The bathroom mirror was small, it showed me more than

 mere reflection. I stood before it, the water running, my hands

 and face wet with its cool sting. My eyes met their own image —

 my new or perhaps my real visage. I stared at it. At myself. At

 what I had become. And in that stagnant room, with the quiet

 hum of water and my own ragged breath, I thought. About

 everything. Every moment, every cruel twist, every detail that

 led me here, piecing together fragments of truth like broken

 glass in my hands. The eyes. Those damn, invisible eyes.

 Watching. Always watching. I understood now — they were my

 senses, screaming louder than any human ear could hear. A

 primal instinct thrumming beneath my skin, telling me: You

 are not human. You are something more. More animal than

 man. More predator than prey. Perhaps those eyes were not

 just phantoms of instinct. Perhaps they were agents. Sent by

 Mihail. Waiting, lurking, ensuring that I remained docile.

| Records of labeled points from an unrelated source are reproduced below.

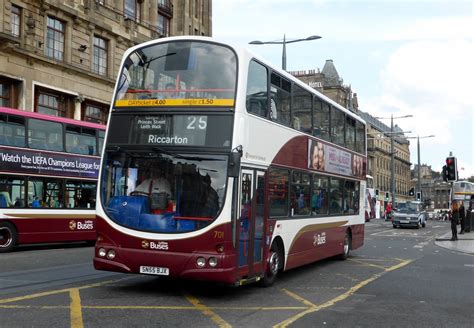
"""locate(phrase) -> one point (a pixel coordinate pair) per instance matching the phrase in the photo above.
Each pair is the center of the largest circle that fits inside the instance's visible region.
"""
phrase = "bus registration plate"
(154, 270)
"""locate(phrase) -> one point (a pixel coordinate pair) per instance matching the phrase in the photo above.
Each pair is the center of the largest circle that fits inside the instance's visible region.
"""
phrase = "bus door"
(251, 223)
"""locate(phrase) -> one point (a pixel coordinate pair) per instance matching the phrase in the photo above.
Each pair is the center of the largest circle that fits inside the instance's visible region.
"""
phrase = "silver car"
(409, 214)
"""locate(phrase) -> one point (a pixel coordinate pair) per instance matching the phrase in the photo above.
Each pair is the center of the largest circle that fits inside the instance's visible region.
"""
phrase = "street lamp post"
(284, 42)
(392, 154)
(418, 183)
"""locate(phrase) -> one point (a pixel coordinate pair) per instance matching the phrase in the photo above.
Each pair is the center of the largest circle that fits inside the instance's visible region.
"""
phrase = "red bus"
(48, 178)
(220, 167)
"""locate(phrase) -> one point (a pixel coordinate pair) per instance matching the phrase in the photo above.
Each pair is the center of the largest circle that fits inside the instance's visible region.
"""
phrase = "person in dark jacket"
(462, 216)
(454, 220)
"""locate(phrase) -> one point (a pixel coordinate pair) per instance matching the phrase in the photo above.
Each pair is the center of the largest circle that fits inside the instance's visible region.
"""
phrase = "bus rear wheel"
(346, 247)
(8, 237)
(272, 267)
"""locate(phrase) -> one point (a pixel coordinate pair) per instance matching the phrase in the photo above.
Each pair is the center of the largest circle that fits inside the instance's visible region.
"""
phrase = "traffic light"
(418, 195)
(451, 169)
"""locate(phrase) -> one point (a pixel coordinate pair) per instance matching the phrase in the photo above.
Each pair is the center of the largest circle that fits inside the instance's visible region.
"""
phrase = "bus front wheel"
(346, 247)
(8, 237)
(272, 267)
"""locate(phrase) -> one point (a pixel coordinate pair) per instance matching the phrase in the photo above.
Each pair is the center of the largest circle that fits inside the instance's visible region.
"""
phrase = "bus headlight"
(111, 254)
(212, 262)
(201, 262)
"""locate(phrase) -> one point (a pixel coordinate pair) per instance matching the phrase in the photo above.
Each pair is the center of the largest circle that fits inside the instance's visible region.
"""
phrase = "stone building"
(379, 158)
(328, 82)
(62, 57)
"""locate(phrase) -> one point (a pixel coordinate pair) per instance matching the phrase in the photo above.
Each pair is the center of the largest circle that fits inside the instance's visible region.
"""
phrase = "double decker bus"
(370, 199)
(48, 178)
(463, 191)
(218, 166)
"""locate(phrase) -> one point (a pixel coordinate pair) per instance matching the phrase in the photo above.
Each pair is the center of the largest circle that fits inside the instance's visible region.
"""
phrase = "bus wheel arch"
(274, 263)
(347, 246)
(8, 236)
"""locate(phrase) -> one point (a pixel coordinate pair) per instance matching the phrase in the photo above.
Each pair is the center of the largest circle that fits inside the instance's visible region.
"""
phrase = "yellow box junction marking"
(207, 311)
(75, 307)
(351, 291)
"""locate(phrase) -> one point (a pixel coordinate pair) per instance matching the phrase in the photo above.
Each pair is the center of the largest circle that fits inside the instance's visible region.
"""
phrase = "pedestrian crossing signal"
(451, 169)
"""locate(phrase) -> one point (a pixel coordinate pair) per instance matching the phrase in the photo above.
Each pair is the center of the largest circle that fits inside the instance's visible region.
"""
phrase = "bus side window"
(257, 89)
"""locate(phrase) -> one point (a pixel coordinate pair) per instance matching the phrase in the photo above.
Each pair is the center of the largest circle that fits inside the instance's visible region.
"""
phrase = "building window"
(130, 9)
(163, 25)
(99, 60)
(48, 104)
(95, 113)
(5, 94)
(16, 21)
(196, 8)
(8, 92)
(53, 103)
(55, 39)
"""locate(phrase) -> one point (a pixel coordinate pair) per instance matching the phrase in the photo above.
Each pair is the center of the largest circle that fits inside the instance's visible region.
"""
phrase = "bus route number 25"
(197, 122)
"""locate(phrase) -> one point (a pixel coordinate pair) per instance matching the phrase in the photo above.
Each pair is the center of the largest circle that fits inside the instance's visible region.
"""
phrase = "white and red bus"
(219, 166)
(48, 178)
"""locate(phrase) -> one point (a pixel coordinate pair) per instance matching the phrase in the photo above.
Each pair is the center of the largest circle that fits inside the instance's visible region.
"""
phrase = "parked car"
(410, 214)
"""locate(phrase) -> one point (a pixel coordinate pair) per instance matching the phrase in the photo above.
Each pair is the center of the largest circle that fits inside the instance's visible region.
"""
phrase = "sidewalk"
(464, 244)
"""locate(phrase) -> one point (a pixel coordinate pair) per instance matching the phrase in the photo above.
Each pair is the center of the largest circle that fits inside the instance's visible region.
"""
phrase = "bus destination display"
(183, 130)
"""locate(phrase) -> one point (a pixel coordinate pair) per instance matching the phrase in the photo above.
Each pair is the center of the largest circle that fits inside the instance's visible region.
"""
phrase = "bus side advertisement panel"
(47, 228)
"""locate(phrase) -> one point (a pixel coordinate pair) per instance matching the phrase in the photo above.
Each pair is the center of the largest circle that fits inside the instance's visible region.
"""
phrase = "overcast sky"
(400, 57)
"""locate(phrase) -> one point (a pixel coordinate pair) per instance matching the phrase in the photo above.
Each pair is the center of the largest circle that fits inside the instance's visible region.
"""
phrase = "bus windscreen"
(185, 73)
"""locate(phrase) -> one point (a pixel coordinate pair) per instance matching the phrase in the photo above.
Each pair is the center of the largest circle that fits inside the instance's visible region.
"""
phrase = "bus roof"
(246, 53)
(20, 112)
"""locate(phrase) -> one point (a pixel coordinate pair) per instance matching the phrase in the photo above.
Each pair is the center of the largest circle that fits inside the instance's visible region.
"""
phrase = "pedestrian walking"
(454, 220)
(462, 217)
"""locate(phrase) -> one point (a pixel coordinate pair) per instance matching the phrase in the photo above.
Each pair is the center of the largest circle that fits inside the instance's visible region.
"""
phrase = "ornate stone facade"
(331, 85)
(71, 50)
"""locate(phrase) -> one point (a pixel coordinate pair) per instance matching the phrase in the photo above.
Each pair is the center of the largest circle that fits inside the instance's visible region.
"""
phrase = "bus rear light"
(212, 262)
(220, 248)
(201, 262)
(111, 254)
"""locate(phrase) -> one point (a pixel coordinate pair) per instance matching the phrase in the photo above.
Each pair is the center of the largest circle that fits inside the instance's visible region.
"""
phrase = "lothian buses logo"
(84, 225)
(72, 225)
(159, 245)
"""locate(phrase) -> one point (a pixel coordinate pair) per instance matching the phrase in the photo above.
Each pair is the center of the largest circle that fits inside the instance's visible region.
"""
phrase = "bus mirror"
(234, 164)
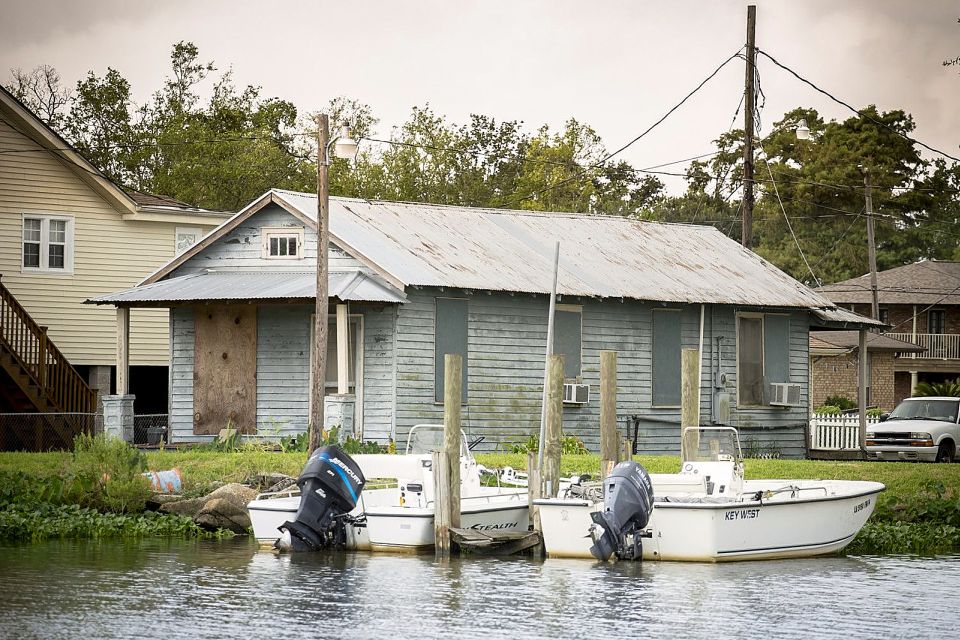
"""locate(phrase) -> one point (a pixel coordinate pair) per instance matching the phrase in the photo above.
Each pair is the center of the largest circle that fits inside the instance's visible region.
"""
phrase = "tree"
(42, 92)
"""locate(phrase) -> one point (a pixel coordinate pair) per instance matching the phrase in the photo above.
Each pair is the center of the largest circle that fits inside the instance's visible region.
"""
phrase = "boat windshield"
(710, 445)
(923, 409)
(425, 438)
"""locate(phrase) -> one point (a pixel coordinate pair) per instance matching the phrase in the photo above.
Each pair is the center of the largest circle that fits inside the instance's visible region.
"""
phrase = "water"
(163, 589)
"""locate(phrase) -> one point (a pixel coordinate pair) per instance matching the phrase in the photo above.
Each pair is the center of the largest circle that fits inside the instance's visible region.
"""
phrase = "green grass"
(919, 512)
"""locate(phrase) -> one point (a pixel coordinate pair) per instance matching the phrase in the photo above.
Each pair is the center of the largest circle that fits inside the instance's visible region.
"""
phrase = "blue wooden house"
(410, 282)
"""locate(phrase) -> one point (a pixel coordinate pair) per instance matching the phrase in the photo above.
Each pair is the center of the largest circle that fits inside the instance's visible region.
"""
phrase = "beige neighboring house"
(69, 234)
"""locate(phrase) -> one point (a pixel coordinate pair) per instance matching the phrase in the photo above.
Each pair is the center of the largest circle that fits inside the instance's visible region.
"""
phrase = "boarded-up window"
(225, 369)
(750, 360)
(568, 339)
(776, 348)
(666, 358)
(450, 337)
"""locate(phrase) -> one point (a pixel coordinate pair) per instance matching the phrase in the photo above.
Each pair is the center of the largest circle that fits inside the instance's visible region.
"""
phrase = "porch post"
(343, 355)
(123, 351)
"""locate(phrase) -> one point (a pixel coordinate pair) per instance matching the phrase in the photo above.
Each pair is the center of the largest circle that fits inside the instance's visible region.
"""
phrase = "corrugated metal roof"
(600, 256)
(354, 286)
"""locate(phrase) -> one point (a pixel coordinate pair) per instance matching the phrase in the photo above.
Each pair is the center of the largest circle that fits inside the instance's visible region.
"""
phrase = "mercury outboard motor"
(330, 485)
(627, 505)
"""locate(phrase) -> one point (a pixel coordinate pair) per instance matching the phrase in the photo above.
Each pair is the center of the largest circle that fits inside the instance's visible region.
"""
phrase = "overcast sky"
(617, 66)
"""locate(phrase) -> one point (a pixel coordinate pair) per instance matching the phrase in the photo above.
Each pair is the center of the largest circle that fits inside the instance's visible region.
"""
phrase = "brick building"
(920, 303)
(834, 367)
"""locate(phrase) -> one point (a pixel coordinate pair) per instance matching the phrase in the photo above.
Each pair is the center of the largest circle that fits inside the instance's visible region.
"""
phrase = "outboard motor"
(330, 485)
(627, 505)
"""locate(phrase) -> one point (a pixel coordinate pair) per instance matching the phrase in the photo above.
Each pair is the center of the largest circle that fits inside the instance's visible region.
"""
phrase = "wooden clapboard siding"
(506, 341)
(378, 372)
(182, 340)
(110, 254)
(242, 248)
(283, 369)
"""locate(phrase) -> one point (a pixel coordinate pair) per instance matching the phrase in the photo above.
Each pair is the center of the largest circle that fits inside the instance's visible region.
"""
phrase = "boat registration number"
(742, 514)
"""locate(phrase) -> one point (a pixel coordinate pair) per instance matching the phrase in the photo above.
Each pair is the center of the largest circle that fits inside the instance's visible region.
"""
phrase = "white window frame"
(68, 244)
(752, 315)
(195, 232)
(574, 308)
(267, 233)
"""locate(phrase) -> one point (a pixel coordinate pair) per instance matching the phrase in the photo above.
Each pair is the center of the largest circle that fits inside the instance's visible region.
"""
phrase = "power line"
(786, 217)
(855, 110)
(634, 140)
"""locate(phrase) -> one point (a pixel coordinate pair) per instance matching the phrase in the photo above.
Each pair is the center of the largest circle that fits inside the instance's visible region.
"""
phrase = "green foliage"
(32, 523)
(107, 476)
(569, 445)
(949, 388)
(842, 402)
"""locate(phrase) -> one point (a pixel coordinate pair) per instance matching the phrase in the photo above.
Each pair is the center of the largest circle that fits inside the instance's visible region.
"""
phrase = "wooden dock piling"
(446, 463)
(608, 412)
(551, 444)
(689, 398)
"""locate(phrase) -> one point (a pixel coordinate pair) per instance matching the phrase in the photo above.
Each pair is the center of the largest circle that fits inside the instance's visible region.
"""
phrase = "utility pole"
(871, 249)
(748, 104)
(322, 307)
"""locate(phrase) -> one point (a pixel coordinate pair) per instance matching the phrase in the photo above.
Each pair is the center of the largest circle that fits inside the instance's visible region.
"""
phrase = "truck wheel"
(945, 451)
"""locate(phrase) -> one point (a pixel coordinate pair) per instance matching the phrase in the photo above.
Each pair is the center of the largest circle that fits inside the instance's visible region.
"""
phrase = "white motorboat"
(709, 513)
(399, 517)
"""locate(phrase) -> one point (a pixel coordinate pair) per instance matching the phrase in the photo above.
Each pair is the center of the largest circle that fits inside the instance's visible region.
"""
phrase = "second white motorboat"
(399, 517)
(708, 512)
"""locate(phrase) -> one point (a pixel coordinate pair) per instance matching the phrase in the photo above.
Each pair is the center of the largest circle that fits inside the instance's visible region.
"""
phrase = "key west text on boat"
(707, 511)
(397, 517)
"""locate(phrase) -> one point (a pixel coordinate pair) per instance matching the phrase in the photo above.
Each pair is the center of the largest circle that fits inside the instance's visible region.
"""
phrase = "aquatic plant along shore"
(47, 494)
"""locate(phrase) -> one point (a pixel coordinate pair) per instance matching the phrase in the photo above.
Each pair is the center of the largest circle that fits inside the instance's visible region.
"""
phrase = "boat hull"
(398, 528)
(782, 527)
(411, 528)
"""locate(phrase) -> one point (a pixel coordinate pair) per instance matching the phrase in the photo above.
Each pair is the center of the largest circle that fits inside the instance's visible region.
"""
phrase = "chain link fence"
(45, 431)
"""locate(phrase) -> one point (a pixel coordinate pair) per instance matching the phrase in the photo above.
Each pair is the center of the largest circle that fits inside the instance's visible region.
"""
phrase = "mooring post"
(608, 412)
(689, 399)
(446, 463)
(534, 489)
(551, 445)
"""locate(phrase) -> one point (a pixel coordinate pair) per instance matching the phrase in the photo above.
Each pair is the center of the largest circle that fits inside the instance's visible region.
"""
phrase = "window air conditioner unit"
(785, 394)
(576, 393)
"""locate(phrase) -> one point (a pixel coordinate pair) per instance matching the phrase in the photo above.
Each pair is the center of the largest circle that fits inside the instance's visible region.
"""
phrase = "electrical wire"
(855, 110)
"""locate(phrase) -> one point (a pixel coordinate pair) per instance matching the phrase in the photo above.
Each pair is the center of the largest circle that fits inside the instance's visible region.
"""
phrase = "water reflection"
(217, 589)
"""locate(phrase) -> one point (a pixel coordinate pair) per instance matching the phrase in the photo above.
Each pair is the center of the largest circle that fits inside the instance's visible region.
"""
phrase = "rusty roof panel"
(600, 256)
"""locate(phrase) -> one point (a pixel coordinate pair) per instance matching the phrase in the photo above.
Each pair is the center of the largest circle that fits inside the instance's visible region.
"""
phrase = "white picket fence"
(836, 432)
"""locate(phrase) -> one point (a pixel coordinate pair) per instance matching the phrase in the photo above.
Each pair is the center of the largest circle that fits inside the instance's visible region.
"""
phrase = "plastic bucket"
(165, 481)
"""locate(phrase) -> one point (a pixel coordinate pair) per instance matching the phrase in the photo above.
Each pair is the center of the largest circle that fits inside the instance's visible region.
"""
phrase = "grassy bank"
(919, 512)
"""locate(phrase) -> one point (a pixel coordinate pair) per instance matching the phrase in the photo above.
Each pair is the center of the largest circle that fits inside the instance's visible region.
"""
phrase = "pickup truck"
(918, 429)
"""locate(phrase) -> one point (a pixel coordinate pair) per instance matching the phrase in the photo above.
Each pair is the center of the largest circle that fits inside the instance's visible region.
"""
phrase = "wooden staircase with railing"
(43, 375)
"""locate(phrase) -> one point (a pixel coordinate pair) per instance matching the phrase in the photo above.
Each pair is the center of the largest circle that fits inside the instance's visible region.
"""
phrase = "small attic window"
(286, 243)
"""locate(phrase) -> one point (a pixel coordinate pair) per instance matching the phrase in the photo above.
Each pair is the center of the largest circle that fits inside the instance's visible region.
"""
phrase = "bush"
(569, 445)
(828, 409)
(843, 402)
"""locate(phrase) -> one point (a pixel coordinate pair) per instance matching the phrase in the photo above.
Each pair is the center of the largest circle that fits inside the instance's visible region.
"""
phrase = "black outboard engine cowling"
(627, 505)
(330, 486)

 Ensuring I stayed human enough — never unlocking whatever

 potential simmers in my blood like a sleeping god. Because I

 can feel it — that my potential is not yet complete. Nasira. She

 calls me her son. I doubted it once — scoffed at the notion. But

 now… with all I know… Perhaps she is right. But if she is my

 mother — if she is truly what she claims — then who was the

 woman I called "mother" all these years? Was that memory

 loss? Or… some kind of brain reboot? Was she something else —

 a spy sent by Mihail to oversee the Pandora's Box he thinks I

 am? A caretaker… or a warden… to keep the lock from ever

 opening?

 

And Nasira herself… Why does she feel more demon

 than angel? Was it Mihail's corrupting touch, his poison

 seeping into her wings, her radiance, until only shadow

 remained? And then Mihail. The president. Him. Out of

 everyone… I almost laughed. "Yeah, yeah," I muttered to

 myself. "What else did I expect?" Is this some kind of

 Illuminati nonsense? A web spun to control the masses,

 to pull the strings of all mankind? No. No, this isn't some

 grand net over society. This feels… personal. Too

 personal. Like all of creation has turned its gaze, its

 scrutiny, its judgment… upon my head. An order made

 solely to watch me. Am I overthinking this? Maybe. But

 something in my blood tells me I'm not. I'm getting

 close. So close. Mihail is a vampire. And his father… his

 father too. That name, Mihail it stirred something from

 my education, from scraps of history. A name that

 whispered alongside another. Vampire. Mihail. My

 thoughts turned darker still. Is his father… could it be…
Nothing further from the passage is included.